Restore The Default WordPress Files
As we mentioned earlier, core WordPress files can be corrupted for a variety of reasons. Maybe there’s been a hacking attempt on your web, maybe you changed some files by mistake, maybe a rogue plugin made a shift.
Whatever it might be, you can always restore the default WordPress native files. The best way to do that is to download a clean WordPress version from WordPress.org and copy it to the one you’ve got right now.
Go here and add the latest kit to your desktop. Unpack. Unpack. Browse the unpacked directory and remove the “wp-content” folder.

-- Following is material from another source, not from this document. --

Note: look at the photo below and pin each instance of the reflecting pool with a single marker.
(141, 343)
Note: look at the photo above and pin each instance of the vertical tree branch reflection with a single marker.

Next, link to your site via FTP, go to the main WordPress root, upload your latest WordPress files. Overwrite all of the previous files.
When you have completed the upload, return to your site and see the effect.
This is the last resort to any kind of repair. If this doesn’t help, you won’t have a choice but to go back to your web host support line, tell them everything you’ve done, and ask for help. At this point, you have essentially exhausted everything you could do to fix the issue yourself, and it’s the host’s turn to solve it. After all, you pay your hosting bills, aren’t you?
How To Avoid This Error In the Future?
While you do not have a 100% unsure way to secure your site from any data base link failures, there are 2 key elements that should be at least 90% protected in your assurance puzzle:
Hosting quality. Act with hosts only who have optimized WordPress platforms. In this way, you can still depend on know-how and swift assistance. Also, several common issues with WordPress can be avoided.
Have backups. Install a simple backup plugin like UpdraftPlus (it works automatically) and you should always have a working WordPress backup that you can restore in case everything else fails.